Maverick Vinales, Jorge Lorenzo - © GP-Fever.de

© GP-Fever.de – Wird Maverick Vinales die Nachfolge von Jorge Lorenzo bei Yamaha antreten?

Wer schnappt sich den Platz neben Valentino Rossi für die Saison 2017? Diese Frage beherrscht derzeit jegliche Personaldebatte in der MotoGP.

Eigentlich galt Aufsteiger Maverick Vinales als Topfavorit, nun kamen jedoch Gerüchte rund um Dani Pedrosa auf. Wie ist der aktuelle Stand bei dem Suzuki-Piloten? Hat er sich schon entschieden? Eine Antwort bleibt er auch am Donnerstag vor dem Rennen in Le Mans schuldig.

„Ich habe zwei Teams, die an der Spitze sein können. Ein Team gab mir das Vertrauen, als ich in der Moto2 war. Dann gibt es ein anderes Team, das bereits gewinnt, also ist es wirklich schwierig, eine Entscheidung zu fällen“, erklärt der 21-Jährige auf ‚MotoGP.com‘. Da Jorge Lorenzo im kommenden Jahr fix bei Ducati unterkommen wird und auch Valentino Rossi schon bei Yamaha verlängert hat, spitzt sich die Lage um das zweite blaue Bike nun zu.
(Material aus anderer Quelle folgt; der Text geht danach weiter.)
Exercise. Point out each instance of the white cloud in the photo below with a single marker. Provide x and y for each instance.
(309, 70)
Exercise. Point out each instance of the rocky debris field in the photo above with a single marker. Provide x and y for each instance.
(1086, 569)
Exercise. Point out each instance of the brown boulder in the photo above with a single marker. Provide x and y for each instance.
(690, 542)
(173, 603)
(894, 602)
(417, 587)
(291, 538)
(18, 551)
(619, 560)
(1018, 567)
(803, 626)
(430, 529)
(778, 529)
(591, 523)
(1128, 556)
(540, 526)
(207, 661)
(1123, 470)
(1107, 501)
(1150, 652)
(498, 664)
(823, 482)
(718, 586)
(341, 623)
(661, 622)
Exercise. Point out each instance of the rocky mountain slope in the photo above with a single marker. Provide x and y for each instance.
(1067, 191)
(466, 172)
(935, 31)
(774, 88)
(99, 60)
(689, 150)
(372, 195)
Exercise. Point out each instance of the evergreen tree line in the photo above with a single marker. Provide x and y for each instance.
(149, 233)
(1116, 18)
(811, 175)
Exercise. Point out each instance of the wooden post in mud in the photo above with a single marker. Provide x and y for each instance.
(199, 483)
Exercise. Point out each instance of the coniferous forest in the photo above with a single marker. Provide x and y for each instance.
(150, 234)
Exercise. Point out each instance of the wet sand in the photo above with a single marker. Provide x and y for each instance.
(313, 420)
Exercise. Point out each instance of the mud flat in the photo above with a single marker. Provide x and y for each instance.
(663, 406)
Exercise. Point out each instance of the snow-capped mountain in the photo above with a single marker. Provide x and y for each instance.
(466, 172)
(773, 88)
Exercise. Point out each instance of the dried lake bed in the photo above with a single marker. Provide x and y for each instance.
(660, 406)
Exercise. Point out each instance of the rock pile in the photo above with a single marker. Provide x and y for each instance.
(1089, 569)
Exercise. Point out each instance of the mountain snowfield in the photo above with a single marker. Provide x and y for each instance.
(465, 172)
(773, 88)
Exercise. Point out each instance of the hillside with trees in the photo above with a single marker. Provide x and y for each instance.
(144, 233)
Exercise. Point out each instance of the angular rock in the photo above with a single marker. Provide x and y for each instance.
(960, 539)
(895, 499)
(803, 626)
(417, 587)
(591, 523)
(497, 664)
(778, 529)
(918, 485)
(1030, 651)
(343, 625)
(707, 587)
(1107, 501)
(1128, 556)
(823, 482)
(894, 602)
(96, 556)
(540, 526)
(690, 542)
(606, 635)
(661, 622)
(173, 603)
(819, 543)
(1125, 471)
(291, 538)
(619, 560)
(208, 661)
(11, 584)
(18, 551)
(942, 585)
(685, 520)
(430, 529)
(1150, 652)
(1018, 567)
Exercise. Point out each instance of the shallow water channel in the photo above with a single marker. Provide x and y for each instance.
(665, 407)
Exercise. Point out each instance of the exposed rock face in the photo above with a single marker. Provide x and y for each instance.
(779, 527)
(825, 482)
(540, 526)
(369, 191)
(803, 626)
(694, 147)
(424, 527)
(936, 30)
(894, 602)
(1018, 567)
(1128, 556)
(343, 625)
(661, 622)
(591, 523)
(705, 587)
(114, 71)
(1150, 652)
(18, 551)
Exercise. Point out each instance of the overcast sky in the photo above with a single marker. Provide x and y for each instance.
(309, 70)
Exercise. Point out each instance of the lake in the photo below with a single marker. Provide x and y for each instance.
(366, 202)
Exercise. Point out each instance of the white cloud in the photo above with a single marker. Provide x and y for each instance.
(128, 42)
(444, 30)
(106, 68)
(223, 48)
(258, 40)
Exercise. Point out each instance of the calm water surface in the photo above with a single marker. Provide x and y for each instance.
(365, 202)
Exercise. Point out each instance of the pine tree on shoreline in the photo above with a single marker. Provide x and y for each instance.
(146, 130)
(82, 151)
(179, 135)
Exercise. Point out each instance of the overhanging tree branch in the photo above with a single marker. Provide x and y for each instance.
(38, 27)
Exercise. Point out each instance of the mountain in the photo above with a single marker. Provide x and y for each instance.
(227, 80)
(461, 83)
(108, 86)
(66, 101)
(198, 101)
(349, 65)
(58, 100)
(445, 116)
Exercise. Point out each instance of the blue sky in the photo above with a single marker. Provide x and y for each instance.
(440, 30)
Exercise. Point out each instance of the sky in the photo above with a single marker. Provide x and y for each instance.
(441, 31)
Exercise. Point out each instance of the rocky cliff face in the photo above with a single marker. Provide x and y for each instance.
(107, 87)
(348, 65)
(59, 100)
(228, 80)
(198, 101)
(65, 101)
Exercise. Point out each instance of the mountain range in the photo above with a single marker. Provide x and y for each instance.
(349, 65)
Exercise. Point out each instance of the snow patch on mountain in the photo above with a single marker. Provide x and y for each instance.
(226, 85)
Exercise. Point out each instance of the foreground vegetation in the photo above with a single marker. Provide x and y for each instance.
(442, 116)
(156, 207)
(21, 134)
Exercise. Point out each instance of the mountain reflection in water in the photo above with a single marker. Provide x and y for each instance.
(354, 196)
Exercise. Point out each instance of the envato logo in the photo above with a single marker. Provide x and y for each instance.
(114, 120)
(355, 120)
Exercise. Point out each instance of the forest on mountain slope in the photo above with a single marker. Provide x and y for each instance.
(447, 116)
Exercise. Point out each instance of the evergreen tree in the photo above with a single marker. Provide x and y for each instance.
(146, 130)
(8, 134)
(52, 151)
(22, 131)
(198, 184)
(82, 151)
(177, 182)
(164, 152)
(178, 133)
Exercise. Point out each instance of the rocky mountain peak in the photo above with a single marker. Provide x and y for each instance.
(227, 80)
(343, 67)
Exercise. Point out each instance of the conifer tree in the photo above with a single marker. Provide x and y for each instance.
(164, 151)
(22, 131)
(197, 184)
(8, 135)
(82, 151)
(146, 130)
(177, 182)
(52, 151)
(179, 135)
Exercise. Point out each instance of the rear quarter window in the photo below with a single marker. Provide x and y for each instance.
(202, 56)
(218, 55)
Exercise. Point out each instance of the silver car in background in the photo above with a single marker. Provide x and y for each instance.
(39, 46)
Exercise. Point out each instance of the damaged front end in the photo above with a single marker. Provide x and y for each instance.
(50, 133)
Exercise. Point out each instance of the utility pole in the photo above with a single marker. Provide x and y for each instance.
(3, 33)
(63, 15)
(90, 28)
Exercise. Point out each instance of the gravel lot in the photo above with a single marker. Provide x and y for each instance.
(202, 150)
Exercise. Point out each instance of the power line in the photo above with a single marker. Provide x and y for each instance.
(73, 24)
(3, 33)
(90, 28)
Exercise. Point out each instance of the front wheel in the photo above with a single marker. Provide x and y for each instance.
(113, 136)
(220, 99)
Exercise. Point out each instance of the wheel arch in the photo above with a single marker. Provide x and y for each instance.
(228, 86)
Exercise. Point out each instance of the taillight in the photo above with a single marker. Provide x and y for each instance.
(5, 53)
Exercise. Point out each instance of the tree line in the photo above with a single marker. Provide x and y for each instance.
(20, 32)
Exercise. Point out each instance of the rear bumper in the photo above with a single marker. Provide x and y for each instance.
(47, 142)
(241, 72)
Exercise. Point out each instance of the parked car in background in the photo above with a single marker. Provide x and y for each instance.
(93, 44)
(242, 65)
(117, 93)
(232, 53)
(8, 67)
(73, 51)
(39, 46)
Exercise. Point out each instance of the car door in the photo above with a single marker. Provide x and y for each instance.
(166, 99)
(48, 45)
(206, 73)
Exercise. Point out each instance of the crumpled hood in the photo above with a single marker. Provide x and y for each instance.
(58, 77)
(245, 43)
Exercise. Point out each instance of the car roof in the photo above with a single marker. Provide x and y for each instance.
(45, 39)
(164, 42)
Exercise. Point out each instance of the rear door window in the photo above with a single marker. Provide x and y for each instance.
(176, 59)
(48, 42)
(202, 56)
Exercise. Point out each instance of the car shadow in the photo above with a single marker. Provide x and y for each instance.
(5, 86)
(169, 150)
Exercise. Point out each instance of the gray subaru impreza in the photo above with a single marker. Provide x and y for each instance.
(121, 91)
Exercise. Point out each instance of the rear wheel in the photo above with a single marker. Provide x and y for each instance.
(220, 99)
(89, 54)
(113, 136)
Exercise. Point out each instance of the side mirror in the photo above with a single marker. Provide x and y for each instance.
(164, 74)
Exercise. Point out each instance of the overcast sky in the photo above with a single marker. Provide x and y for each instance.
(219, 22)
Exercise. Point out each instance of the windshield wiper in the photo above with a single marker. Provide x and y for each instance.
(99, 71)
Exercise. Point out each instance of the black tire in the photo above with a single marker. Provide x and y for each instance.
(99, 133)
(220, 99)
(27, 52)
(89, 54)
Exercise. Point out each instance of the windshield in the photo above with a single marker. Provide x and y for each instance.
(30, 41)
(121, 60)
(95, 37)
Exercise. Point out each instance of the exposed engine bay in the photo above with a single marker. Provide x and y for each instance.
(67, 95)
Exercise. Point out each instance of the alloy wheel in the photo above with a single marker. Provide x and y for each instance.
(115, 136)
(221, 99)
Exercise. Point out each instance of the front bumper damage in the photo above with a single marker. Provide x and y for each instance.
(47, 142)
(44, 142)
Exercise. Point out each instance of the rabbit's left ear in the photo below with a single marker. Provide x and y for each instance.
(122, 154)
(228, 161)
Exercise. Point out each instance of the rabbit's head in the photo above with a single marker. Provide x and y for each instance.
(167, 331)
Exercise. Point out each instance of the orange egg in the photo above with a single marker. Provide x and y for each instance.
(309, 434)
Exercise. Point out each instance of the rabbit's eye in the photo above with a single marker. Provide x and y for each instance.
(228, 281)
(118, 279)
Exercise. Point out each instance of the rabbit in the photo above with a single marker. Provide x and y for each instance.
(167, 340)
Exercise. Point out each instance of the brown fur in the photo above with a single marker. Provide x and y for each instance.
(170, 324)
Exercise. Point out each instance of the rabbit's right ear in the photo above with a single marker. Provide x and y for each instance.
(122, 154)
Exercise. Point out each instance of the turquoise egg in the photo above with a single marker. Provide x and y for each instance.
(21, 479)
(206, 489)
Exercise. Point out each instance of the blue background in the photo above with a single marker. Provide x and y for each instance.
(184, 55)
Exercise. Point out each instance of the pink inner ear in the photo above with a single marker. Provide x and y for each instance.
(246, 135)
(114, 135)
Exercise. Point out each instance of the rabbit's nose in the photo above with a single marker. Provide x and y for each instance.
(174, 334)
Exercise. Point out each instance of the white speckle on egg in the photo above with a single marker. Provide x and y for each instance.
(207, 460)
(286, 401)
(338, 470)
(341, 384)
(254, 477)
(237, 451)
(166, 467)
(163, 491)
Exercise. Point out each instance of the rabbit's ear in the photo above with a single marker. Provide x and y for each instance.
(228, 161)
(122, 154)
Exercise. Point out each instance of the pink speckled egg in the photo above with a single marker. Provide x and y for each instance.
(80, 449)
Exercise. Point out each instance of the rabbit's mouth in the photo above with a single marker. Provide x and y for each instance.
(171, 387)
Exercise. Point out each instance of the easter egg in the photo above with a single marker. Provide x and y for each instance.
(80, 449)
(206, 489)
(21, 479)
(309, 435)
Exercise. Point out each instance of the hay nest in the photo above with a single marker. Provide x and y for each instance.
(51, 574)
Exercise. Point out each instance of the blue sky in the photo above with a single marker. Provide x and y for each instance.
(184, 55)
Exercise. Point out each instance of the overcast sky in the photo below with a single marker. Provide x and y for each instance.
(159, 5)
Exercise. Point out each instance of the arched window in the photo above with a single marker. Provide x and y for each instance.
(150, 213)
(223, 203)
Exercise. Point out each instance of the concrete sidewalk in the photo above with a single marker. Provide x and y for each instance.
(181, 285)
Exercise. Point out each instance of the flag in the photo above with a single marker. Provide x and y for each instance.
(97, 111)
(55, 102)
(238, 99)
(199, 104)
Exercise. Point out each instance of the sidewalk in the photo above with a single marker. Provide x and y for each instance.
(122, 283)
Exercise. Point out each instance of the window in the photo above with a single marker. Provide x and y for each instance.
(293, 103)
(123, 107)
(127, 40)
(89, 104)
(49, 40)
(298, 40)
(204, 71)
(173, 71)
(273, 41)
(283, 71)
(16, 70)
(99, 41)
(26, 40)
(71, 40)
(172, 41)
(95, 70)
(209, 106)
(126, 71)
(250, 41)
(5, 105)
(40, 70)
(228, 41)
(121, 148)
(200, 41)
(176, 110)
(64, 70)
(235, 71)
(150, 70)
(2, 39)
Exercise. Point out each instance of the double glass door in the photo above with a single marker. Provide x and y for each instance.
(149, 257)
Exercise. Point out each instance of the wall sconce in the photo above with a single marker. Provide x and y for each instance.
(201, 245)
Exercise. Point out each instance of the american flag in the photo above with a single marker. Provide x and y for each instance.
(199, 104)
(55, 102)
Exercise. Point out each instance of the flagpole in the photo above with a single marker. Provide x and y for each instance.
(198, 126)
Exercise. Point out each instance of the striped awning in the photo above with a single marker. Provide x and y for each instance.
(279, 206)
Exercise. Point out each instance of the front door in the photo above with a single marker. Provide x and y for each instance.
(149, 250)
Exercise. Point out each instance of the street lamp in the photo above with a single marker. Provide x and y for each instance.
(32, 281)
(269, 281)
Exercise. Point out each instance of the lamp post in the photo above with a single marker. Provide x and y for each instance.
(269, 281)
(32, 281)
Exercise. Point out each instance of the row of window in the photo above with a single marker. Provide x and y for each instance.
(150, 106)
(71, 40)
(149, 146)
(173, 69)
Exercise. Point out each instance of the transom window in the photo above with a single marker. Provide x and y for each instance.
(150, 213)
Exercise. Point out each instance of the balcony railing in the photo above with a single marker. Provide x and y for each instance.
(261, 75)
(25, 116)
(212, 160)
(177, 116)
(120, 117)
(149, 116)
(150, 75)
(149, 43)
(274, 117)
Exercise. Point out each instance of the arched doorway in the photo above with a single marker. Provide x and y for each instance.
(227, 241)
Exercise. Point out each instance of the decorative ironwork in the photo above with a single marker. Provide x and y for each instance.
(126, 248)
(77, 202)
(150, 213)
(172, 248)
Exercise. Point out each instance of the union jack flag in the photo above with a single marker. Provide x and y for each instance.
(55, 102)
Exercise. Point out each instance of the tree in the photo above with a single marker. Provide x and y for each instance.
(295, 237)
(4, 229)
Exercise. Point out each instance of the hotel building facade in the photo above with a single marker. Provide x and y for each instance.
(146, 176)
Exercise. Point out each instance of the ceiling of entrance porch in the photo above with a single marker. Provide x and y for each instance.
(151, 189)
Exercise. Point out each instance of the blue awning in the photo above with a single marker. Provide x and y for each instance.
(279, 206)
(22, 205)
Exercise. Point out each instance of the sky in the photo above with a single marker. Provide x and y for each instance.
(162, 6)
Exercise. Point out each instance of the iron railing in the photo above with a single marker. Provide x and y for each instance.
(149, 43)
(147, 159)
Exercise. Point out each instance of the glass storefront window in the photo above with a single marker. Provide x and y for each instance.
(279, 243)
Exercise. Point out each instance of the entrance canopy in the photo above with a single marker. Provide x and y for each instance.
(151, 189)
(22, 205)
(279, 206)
Vinales, der 2013 den Titel in der Moto3 holen konnte und nach nur einem Jahr in der Moto2 direkt bei Suzuki in der MotoGP untergekommen ist, lässt keine Zweifel offen, dass er nicht auch bei seinem derzeitigen Team bleiben könnte. Die Japaner haben eine Vertragsoption auf den Spanier für 2017. „Ich bin in die MotoGP gekommen, um zu gewinnen. Suzuki hat in einem Jahr einen unglaublichen Schritt gemacht, und wenn wir ein perfektes Wochenende haben, dann können wir für das Podium kämpfen.“


Gleichzeitig macht ihn diese Tatsache nachdenklich: „In den Tests waren wir perfekt – Zweite. Das lässt mich ebenfalls viel nachdenken. Das ist so schwierig. Ehrlich gesagt dachte ich, dass es einfach wäre, zu sagen, ob man hier oder dort fährt. Am einen Tag ist es hier, am anderen dort“, erklärt er seine zwiegespaltene Situation.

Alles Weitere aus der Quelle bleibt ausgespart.